LES SOLUTIONS RADICALES

– Empêcher les trois pires équipes de participer à la « lottery ». C’est une solution mise en avant par Mark Cuban. Les trois plus mauvais bilans seraient exclus de la « lottery ». De quoi sérieusement refroidir les équipes qui envisagent de balancer des saisons, même si on se retrouve dans la même situation que pour l’interdiction du Top 4 deux années de suite, avec des équipes vraiment faibles qui ne pourraient pas se renforcer.

– La « Draft Wheel ». Assistant GM des Celtics, Mike Zarren a proposé il y a quelques années une solution radicale pour mettre fin au « tanking », une roue de la Draft où l’attribution des choix ne dépend pas du classement des équipes. Il peut tout de même y avoir une « lottery », mais dans le cadre d’une portion prédéfinie de la Draft. Evidemment, ça élimine toute incitation à perdre… même si on perd le sens premier de la Draft, qui est de renforcer les équipes les plus faibles puisqu’une équipe championne pourrait récupérer le premier choix dans la foulée.

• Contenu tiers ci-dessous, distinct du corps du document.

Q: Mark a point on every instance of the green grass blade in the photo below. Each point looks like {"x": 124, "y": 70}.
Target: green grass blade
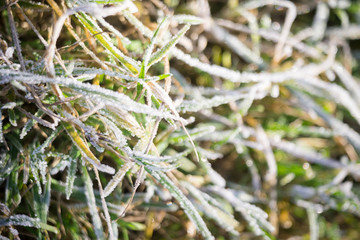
{"x": 91, "y": 202}
{"x": 104, "y": 39}
{"x": 158, "y": 55}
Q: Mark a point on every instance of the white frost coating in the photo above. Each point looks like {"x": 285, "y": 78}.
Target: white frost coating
{"x": 184, "y": 18}
{"x": 157, "y": 159}
{"x": 117, "y": 178}
{"x": 70, "y": 178}
{"x": 100, "y": 94}
{"x": 102, "y": 21}
{"x": 185, "y": 204}
{"x": 139, "y": 25}
{"x": 120, "y": 138}
{"x": 109, "y": 73}
{"x": 24, "y": 220}
{"x": 223, "y": 219}
{"x": 196, "y": 105}
{"x": 99, "y": 166}
{"x": 91, "y": 202}
{"x": 255, "y": 216}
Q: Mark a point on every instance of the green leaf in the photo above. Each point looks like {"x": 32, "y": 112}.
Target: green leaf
{"x": 158, "y": 55}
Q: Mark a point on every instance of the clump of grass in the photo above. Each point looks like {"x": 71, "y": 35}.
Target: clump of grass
{"x": 129, "y": 120}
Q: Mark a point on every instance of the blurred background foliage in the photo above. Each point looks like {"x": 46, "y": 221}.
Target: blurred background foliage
{"x": 268, "y": 91}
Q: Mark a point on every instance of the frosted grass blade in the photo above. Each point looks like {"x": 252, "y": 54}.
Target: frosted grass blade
{"x": 71, "y": 173}
{"x": 91, "y": 25}
{"x": 185, "y": 204}
{"x": 117, "y": 178}
{"x": 158, "y": 55}
{"x": 91, "y": 202}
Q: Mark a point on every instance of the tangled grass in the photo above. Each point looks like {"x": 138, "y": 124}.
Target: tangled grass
{"x": 179, "y": 119}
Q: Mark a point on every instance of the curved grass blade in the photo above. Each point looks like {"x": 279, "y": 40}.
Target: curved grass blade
{"x": 103, "y": 38}
{"x": 185, "y": 204}
{"x": 158, "y": 55}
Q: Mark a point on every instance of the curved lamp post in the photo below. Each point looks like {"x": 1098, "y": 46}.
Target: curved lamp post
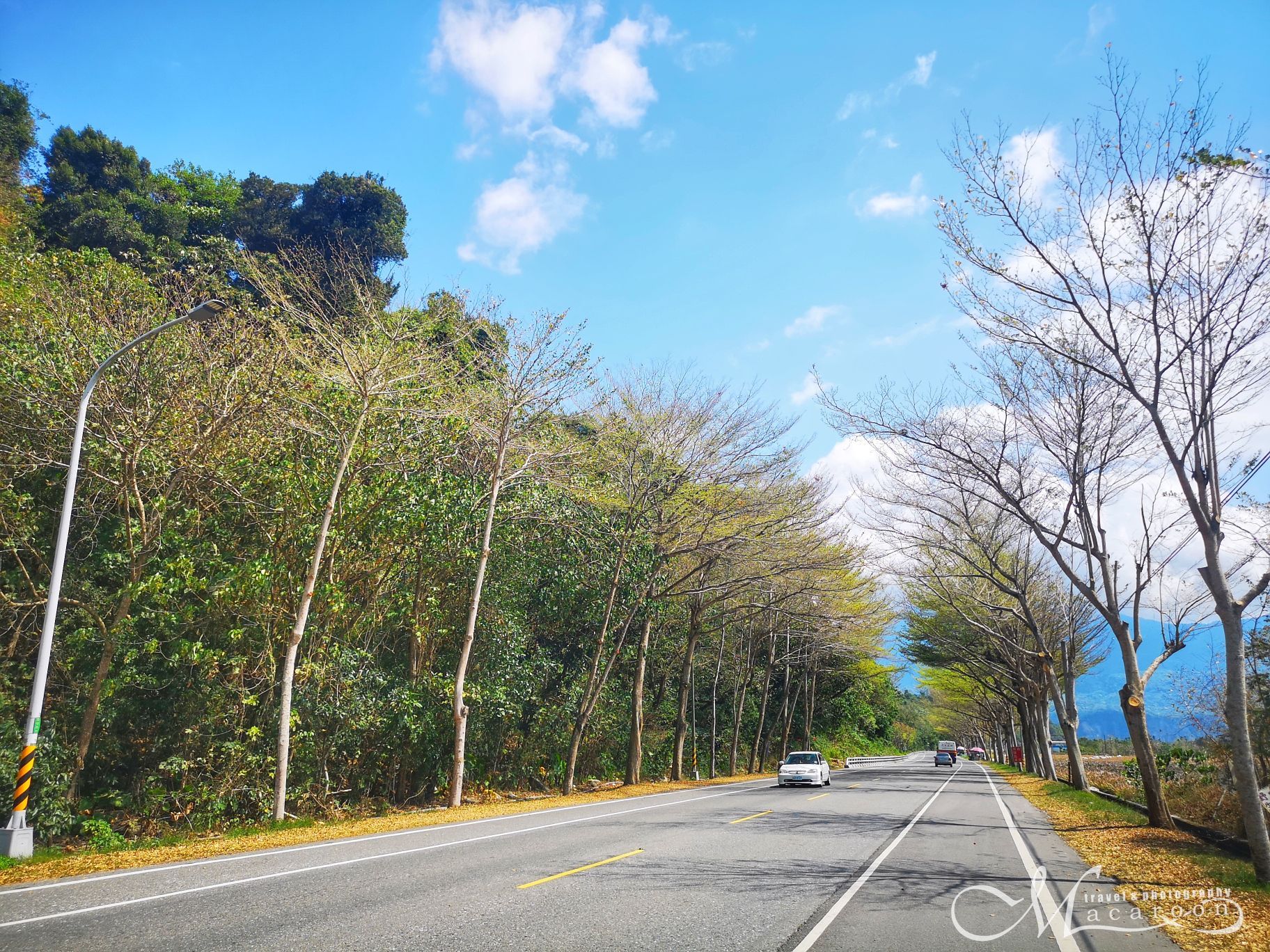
{"x": 17, "y": 839}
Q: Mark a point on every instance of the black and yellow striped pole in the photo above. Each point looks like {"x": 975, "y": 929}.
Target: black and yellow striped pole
{"x": 17, "y": 839}
{"x": 26, "y": 767}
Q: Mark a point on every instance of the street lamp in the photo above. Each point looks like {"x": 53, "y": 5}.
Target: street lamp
{"x": 17, "y": 839}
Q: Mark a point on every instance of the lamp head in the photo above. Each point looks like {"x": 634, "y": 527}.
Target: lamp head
{"x": 209, "y": 310}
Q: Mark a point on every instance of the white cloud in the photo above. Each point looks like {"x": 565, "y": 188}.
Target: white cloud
{"x": 921, "y": 72}
{"x": 654, "y": 141}
{"x": 613, "y": 79}
{"x": 712, "y": 52}
{"x": 810, "y": 389}
{"x": 511, "y": 56}
{"x": 522, "y": 214}
{"x": 854, "y": 103}
{"x": 810, "y": 320}
{"x": 519, "y": 60}
{"x": 897, "y": 205}
{"x": 861, "y": 101}
{"x": 1100, "y": 17}
{"x": 558, "y": 137}
{"x": 907, "y": 337}
{"x": 1035, "y": 159}
{"x": 852, "y": 461}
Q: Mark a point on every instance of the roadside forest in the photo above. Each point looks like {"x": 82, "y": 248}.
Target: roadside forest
{"x": 343, "y": 548}
{"x": 1082, "y": 486}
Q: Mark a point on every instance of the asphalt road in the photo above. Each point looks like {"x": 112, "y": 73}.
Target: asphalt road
{"x": 877, "y": 861}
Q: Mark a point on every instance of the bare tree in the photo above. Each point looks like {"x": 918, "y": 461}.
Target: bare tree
{"x": 360, "y": 360}
{"x": 515, "y": 422}
{"x": 1143, "y": 262}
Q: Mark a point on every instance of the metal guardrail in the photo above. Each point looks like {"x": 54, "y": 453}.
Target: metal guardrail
{"x": 1226, "y": 842}
{"x": 852, "y": 761}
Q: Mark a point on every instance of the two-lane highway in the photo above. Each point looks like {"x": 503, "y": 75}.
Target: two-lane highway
{"x": 875, "y": 861}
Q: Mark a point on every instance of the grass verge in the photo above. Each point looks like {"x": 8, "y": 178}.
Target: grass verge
{"x": 50, "y": 864}
{"x": 1142, "y": 858}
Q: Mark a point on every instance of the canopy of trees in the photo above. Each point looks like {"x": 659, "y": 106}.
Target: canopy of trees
{"x": 333, "y": 551}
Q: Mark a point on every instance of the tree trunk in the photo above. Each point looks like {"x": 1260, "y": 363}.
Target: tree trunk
{"x": 780, "y": 717}
{"x": 1244, "y": 770}
{"x": 591, "y": 692}
{"x": 1136, "y": 720}
{"x": 738, "y": 707}
{"x": 1068, "y": 716}
{"x": 1242, "y": 764}
{"x": 297, "y": 631}
{"x": 460, "y": 708}
{"x": 762, "y": 707}
{"x": 714, "y": 704}
{"x": 789, "y": 720}
{"x": 635, "y": 750}
{"x": 1046, "y": 749}
{"x": 681, "y": 721}
{"x": 109, "y": 642}
{"x": 94, "y": 699}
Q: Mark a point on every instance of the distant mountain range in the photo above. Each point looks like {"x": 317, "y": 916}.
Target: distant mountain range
{"x": 1097, "y": 693}
{"x": 1111, "y": 724}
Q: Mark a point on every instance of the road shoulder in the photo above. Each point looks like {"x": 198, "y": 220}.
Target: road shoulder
{"x": 1147, "y": 862}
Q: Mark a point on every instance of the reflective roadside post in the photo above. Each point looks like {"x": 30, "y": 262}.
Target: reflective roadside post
{"x": 17, "y": 839}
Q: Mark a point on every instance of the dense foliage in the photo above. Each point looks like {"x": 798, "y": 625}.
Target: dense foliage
{"x": 652, "y": 550}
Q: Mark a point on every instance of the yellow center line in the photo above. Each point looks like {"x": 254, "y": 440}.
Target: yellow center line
{"x": 581, "y": 868}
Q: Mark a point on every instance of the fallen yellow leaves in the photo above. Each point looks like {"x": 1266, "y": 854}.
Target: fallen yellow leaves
{"x": 1146, "y": 858}
{"x": 201, "y": 848}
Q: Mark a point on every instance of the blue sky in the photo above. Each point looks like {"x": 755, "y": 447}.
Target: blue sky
{"x": 746, "y": 186}
{"x": 760, "y": 166}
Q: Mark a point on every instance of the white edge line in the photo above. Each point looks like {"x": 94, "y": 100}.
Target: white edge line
{"x": 827, "y": 919}
{"x": 337, "y": 842}
{"x": 354, "y": 859}
{"x": 1053, "y": 918}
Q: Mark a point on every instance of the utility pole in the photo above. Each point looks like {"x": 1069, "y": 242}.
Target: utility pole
{"x": 17, "y": 839}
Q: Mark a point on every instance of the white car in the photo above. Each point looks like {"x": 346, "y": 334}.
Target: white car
{"x": 804, "y": 767}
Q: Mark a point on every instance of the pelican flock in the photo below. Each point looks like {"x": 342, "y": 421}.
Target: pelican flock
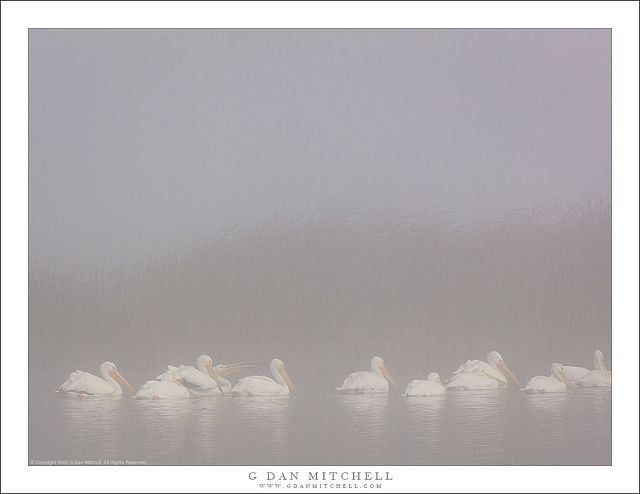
{"x": 557, "y": 382}
{"x": 374, "y": 381}
{"x": 186, "y": 381}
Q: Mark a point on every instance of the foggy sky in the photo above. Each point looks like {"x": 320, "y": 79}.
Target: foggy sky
{"x": 142, "y": 140}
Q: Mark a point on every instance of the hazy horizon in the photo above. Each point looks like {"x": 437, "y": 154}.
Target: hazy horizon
{"x": 146, "y": 141}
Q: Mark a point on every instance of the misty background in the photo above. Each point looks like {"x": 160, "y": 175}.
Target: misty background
{"x": 320, "y": 196}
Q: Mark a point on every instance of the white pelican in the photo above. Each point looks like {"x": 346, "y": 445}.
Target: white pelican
{"x": 374, "y": 381}
{"x": 432, "y": 386}
{"x": 476, "y": 374}
{"x": 557, "y": 382}
{"x": 205, "y": 378}
{"x": 576, "y": 373}
{"x": 166, "y": 387}
{"x": 81, "y": 382}
{"x": 262, "y": 385}
{"x": 598, "y": 378}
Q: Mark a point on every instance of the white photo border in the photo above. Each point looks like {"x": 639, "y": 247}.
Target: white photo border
{"x": 18, "y": 17}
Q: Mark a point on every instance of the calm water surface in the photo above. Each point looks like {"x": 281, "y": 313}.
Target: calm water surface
{"x": 317, "y": 426}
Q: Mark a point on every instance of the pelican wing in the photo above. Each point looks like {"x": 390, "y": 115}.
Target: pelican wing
{"x": 85, "y": 383}
{"x": 473, "y": 380}
{"x": 189, "y": 376}
{"x": 161, "y": 389}
{"x": 596, "y": 379}
{"x": 544, "y": 384}
{"x": 257, "y": 385}
{"x": 575, "y": 373}
{"x": 364, "y": 381}
{"x": 424, "y": 388}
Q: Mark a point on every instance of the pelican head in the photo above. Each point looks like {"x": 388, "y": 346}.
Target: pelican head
{"x": 557, "y": 371}
{"x": 205, "y": 365}
{"x": 110, "y": 372}
{"x": 377, "y": 366}
{"x": 435, "y": 377}
{"x": 598, "y": 361}
{"x": 495, "y": 360}
{"x": 277, "y": 369}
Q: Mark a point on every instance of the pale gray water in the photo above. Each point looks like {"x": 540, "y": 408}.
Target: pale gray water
{"x": 317, "y": 426}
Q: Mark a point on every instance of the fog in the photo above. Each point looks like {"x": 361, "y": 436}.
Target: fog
{"x": 320, "y": 196}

– La suppression pure et simple de la Draft. C’est la solution la plus radicale. En supprimant purement et simplement la « lottery » et la Draft, la NBA pourrait organiser l’arrivée des jeunes talents sous la forme d’une autre « free agency ». Les équipes pourraient alors négocier avec les jeunes stars de la NCAA ou d’ailleurs. Evidemment, on imagine que les plus mauvaises équipes pourraient offrir davantage mais le premier choix de la Draft pourrait s’engager où il le souhaite, quitte même à rejoindre le champion en titre à condition d’accepter un contrat plus faible. Evidemment, la solution a très peu de chances d’être validée par le conseil des propriétaires car les gros marchés auraient trop d’avantages dans ce système, et l’équilibre compétitif aurait du mal à se faire.